The question asks to prove/disprove something which was never defined.

#### Explanation:

This is how I was taught.

The problem has been posed with the assumption that dividing by 0 is a legitimate operation.

By definition, division operation is opposite of multiplication operation. e.g.,

If $c$ times $b$ equals $a$, can be written symbolically as

$c \times b = a$
then $a$ divided by $b$ equals $c$, can be written as

$\frac{a}{b} = c$ for all values of $b$ except for $b = 0$.
We must remember that $a , b \mathmr{and} c$ are unique numbers.

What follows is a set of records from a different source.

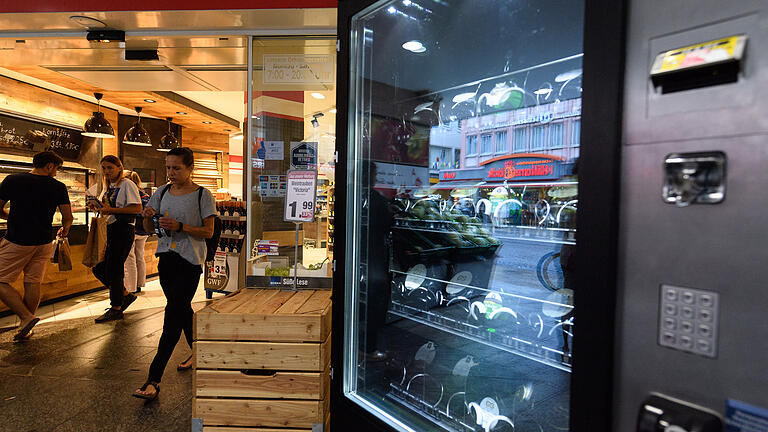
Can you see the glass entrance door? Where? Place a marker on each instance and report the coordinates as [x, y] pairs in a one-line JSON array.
[[461, 213]]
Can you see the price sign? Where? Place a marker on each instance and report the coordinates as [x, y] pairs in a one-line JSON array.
[[219, 268], [300, 196]]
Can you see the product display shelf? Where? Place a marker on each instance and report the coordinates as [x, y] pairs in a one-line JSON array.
[[262, 360], [528, 347]]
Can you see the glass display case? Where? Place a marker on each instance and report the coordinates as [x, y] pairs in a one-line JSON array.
[[461, 213], [76, 180]]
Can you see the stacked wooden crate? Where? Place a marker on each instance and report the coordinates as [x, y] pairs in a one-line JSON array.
[[262, 361]]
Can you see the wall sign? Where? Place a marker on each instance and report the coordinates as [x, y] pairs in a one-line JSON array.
[[300, 196], [66, 142], [303, 155], [513, 168], [298, 69]]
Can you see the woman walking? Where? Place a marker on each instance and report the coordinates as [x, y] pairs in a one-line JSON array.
[[186, 215], [135, 266], [121, 203]]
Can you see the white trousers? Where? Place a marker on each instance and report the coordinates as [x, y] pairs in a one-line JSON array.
[[135, 267]]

Division with 0 was never defined.

Moreover, the answer resides in the question itself.
Usually anything divided by 0 is undefined

and 'anything' includes all numbers including 0

The ancient Samskrit text which is treated as definition of zero also did/does not talk of division by zero.

Mar 31, 2016

I agree that $\frac{0}{0}$ is undefined
but it raises the question of whether it is (arbitrarily) definable.

#### Explanation:

If division is defined as the opposite of multiplication
so that $a \div b = c$ means $c \times b = a$
then
$\textcolor{w h i t e}{\text{XXX}} a \div 0$ for $a \ne 0$
is quite different from
$\textcolor{w h i t e}{\text{XXX}} a \div 0$ for $a = 0$

If $a \ne 0$ then there is no possible value that could be defined for $c$ such that
$\textcolor{w h i t e}{\text{XXX}} c \times 0 = a$
however if $a = 0$ we could define $c$ to be some (perhaps arbitrary) value and maintain consistency.

Sep 14, 2016

$\frac{0}{0}$ is undefined

#### Explanation:

$\frac{0}{0}$ is undefined..

One could explain this by saying there are 3 rules in place here.

"Zero divided by anything is equal to 0"

$\frac{0}{5} = 0 , \text{ "0/25 = 0, " } \frac{0}{- 14} = 0$ etc

"Anything divided by itself is equal to 1.

$\frac{5}{5} = 1 , \text{ "37/37 = 1, " } \frac{- 12}{- 12} = 1$ etc

"Division by 0 is not permissible/undefined"
Dividing by 0 actually gives infinity as the answer, but infinity is not a number.

So, we have 3 possible answers using valid maths concepts.

So which is it? "Is" 0/0 =0?," Is" 0/0 = 1?" Is" 0/0= "infinity"?

No-one knows, so it best to just say that $\frac{0}{0}$ is undefined.